Wreaths remain on display after the 50th Annual Explosive Ordnance Disposal (EOD) Memorial Ceremony in front of the EOD Memorial at Naval School Explosive Ordnance Disposal. The EOD community from each of the joint services gathered to honor the memory of 338 fallen EOD heroes and add the names of three additional EOD technicians to the memorial. (U.S. Navy photo by Billy P. Martin/Released)
May 07, 2019

This report originally published at dvidshub.net (DVIDS) and is reprinted in accordance with DVIDS guidelines and copyright guidance.
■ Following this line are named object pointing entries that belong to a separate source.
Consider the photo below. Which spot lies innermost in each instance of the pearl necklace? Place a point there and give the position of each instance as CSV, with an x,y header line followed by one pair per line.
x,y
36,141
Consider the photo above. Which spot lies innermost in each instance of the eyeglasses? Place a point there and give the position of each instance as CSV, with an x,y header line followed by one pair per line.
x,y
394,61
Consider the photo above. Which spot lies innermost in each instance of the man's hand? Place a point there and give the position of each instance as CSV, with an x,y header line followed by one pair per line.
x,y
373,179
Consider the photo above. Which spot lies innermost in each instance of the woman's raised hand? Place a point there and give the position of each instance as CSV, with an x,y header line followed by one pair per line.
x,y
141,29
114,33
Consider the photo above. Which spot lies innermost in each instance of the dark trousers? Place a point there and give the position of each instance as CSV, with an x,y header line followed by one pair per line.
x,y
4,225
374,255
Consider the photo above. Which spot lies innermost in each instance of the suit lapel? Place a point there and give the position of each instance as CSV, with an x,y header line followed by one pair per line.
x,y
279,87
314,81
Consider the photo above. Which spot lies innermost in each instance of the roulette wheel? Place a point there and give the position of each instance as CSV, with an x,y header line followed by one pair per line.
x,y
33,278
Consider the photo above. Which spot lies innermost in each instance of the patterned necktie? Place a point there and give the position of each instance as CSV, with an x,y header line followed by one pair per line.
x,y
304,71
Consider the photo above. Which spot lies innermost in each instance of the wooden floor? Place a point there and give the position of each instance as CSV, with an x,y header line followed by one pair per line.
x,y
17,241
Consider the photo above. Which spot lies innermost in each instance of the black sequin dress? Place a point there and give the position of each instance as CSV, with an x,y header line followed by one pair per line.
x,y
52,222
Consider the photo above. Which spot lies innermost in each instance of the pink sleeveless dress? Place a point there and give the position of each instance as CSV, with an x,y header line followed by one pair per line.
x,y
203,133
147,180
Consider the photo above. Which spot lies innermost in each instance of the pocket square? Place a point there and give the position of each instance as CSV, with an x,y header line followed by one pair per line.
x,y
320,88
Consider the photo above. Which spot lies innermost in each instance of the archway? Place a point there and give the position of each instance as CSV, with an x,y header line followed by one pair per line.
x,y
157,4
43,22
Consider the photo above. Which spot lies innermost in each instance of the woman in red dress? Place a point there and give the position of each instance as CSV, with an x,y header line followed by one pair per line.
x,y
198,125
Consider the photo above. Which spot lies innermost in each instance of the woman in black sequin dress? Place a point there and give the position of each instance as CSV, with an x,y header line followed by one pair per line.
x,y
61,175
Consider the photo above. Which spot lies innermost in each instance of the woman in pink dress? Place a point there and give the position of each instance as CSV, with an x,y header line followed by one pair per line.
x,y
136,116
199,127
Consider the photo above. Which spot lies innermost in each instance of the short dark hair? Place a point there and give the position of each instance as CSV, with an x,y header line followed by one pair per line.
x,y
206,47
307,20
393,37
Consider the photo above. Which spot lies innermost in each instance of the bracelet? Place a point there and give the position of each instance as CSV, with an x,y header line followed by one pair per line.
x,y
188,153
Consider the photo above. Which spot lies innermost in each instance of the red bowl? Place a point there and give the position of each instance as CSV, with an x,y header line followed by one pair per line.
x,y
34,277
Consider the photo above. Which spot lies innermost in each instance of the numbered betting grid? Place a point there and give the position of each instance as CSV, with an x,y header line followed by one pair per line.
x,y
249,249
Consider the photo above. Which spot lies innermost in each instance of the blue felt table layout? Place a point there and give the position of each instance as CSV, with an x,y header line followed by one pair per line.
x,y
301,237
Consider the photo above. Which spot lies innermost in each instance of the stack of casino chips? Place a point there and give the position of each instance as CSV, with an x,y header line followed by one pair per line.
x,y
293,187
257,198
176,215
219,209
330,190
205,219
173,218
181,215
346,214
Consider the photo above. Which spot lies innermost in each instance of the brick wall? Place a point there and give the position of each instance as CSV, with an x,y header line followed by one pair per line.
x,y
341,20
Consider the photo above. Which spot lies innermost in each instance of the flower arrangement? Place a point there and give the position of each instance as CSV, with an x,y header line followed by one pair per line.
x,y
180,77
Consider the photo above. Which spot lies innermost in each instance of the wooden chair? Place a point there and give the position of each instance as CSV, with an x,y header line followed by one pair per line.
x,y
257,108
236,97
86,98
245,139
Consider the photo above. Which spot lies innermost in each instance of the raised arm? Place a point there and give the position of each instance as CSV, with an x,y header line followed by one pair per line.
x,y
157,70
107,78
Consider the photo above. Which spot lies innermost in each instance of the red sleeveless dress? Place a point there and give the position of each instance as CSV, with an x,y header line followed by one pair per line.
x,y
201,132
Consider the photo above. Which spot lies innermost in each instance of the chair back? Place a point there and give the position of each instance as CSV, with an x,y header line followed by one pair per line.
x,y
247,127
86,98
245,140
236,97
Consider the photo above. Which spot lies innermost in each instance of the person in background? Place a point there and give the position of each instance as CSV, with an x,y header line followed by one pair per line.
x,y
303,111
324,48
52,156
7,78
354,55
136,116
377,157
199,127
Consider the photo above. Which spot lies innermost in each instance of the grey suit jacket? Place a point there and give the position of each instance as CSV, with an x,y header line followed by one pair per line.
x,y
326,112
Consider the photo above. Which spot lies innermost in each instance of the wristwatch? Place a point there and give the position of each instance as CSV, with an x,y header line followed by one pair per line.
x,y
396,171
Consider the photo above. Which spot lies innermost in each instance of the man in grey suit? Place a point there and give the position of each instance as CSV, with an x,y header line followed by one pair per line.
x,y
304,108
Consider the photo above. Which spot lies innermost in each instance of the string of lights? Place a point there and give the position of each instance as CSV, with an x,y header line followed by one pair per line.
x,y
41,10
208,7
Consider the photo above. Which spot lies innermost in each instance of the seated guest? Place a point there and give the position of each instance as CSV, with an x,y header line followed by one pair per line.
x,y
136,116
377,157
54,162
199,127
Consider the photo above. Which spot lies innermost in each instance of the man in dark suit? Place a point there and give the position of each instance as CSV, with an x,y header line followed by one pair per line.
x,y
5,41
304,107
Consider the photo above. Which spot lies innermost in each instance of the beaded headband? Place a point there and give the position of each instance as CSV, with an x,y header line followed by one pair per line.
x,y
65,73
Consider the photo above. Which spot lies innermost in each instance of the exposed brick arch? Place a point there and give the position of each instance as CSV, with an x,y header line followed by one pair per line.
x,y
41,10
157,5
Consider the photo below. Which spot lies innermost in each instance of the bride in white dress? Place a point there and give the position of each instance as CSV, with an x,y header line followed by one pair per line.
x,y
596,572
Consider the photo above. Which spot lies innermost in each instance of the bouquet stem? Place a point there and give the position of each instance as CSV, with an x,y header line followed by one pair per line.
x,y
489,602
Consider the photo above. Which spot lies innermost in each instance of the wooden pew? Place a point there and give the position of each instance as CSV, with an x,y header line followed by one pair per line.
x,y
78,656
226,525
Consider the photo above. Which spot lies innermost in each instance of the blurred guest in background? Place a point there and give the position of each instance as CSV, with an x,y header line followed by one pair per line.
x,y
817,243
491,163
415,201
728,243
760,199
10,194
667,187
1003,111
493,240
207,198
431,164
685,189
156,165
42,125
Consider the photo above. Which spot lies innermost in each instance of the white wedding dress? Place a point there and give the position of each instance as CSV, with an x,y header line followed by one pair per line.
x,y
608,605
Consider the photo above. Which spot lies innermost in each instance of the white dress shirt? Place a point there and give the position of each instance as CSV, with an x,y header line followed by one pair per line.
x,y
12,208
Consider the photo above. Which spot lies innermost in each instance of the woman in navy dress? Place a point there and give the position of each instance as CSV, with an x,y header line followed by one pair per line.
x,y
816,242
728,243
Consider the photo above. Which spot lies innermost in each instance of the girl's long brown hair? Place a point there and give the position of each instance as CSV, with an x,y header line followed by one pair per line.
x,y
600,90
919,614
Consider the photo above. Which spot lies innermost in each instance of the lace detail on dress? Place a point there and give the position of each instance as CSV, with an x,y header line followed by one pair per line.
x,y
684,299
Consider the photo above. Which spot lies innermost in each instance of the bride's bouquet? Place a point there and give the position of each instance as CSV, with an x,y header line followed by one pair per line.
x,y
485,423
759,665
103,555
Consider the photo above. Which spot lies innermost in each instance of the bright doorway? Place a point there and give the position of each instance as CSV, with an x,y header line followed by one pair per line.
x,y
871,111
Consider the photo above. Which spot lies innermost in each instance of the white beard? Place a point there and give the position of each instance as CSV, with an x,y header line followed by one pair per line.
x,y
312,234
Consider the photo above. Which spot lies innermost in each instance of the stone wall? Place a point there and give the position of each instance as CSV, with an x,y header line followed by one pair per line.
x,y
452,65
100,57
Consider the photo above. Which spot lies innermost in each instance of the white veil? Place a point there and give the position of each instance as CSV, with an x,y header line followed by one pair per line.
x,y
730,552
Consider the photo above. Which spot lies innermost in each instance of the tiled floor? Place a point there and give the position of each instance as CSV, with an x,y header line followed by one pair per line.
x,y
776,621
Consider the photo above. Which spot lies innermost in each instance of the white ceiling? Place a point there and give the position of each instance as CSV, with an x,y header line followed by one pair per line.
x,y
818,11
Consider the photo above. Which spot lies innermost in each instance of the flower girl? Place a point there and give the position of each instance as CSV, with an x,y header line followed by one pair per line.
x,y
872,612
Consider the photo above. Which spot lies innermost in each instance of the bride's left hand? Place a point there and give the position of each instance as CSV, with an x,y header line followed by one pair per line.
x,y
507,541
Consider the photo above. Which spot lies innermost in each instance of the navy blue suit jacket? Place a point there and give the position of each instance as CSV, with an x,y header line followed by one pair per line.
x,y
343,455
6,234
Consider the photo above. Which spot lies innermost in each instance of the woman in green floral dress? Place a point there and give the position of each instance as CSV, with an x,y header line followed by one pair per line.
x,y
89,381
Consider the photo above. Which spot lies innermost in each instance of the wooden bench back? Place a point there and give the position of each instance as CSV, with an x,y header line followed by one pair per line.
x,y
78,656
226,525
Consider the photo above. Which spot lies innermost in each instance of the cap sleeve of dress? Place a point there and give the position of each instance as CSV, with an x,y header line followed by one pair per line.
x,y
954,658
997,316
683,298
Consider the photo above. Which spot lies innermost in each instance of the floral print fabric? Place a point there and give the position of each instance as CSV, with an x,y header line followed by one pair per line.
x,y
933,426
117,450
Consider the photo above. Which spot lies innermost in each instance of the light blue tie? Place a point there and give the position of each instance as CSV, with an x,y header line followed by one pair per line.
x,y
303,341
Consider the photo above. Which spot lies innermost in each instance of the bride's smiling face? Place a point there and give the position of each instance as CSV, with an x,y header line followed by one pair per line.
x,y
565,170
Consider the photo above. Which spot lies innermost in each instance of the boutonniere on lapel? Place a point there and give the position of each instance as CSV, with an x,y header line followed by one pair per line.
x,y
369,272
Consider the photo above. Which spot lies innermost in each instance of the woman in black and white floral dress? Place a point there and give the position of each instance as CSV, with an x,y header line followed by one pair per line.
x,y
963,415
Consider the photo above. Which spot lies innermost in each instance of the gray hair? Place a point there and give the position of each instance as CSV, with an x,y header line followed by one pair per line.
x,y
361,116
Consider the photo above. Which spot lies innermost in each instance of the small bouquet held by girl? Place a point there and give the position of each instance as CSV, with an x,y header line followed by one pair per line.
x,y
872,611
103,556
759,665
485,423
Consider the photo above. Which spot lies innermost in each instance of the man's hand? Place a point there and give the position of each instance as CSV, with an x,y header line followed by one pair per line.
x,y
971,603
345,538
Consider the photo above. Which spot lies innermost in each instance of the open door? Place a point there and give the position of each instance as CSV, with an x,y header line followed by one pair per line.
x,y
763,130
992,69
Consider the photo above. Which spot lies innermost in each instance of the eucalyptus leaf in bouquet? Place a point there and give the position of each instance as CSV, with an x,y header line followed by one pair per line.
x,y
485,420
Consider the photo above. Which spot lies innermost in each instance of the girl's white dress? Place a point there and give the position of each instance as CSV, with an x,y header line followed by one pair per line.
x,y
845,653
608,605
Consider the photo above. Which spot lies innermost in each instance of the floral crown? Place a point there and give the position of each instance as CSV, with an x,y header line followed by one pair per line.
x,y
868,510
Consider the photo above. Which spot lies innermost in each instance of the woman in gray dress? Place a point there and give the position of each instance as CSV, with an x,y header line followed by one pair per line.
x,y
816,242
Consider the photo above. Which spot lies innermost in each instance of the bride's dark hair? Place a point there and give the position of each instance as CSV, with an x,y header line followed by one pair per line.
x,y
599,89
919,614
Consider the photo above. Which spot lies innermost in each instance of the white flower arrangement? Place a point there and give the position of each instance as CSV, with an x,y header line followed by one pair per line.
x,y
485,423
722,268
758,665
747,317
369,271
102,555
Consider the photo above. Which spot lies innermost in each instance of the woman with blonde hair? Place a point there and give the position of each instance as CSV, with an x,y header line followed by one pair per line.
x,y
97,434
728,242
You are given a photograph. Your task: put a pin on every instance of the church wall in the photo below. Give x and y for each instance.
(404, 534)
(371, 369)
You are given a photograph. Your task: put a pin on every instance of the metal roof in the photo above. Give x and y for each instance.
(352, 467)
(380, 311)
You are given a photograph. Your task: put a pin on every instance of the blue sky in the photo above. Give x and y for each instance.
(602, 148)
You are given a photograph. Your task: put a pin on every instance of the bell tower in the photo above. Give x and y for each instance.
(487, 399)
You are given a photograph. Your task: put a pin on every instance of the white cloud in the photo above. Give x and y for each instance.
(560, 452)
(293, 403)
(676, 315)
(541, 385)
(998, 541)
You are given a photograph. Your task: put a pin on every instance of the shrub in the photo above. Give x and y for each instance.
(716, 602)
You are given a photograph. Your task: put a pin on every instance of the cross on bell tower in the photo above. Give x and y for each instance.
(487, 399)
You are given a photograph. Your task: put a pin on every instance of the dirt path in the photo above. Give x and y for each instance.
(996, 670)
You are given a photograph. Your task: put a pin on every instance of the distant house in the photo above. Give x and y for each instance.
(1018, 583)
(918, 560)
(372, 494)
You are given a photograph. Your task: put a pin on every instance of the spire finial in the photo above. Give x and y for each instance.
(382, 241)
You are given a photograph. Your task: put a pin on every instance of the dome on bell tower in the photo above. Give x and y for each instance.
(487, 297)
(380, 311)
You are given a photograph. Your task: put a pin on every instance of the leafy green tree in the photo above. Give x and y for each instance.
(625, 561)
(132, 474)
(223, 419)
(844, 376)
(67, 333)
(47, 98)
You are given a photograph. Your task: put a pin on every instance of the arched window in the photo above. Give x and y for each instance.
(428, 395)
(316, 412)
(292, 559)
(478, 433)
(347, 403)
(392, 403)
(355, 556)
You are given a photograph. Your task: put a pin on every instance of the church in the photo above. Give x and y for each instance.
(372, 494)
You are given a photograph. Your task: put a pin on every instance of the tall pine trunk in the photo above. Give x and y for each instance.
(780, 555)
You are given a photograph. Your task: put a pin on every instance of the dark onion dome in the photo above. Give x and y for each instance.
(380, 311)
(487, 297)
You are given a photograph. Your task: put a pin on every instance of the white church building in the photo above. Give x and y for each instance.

By Billy P. Martin, Naval School Explosive Ordnance Disposal Public Affairs

EGLIN AIR FORCE BASE, Fla. – Naval School Explosive Ordnance Disposal (NAVSCOLEOD) hosted the 50th annual Explosive Ordnance Disposal (EOD) Memorial Ceremony at the EOD Memorial onboard Eglin Air Force Base, Florida, May 4.

The EOD community from each of the joint services gathered to honor the memory of 338 fallen EOD heroes and add the names of three additional EOD technicians to the memorial.

Those added to the memorial this year include: Army Sgt. Joseph P. Collette, who was killed in action on March 22, 2019 while serving in Afghanistan; Army Sgt. James Allen Slape, who was killed in action on Oct. 4, 2018 while serving in Afghanistan; and Army 1st Lt. William F. “Bill” Alter, who was killed in action on June 11, 1945 while serving in World War II.

Secretary of Defense Patrick M. Shanahan stated in a letter to NAVSCOLEOD, “Our EOD technicians have a long legacy of providing our nation critical service in the face of great danger. This year’s memorialization of Sgt. Joseph P. Collette, 1st Lt. William Alter, and Sgt. James Slape highlights the timeless criticality of the EOD mission and the enduring appreciation of their sacrifice by our military community.”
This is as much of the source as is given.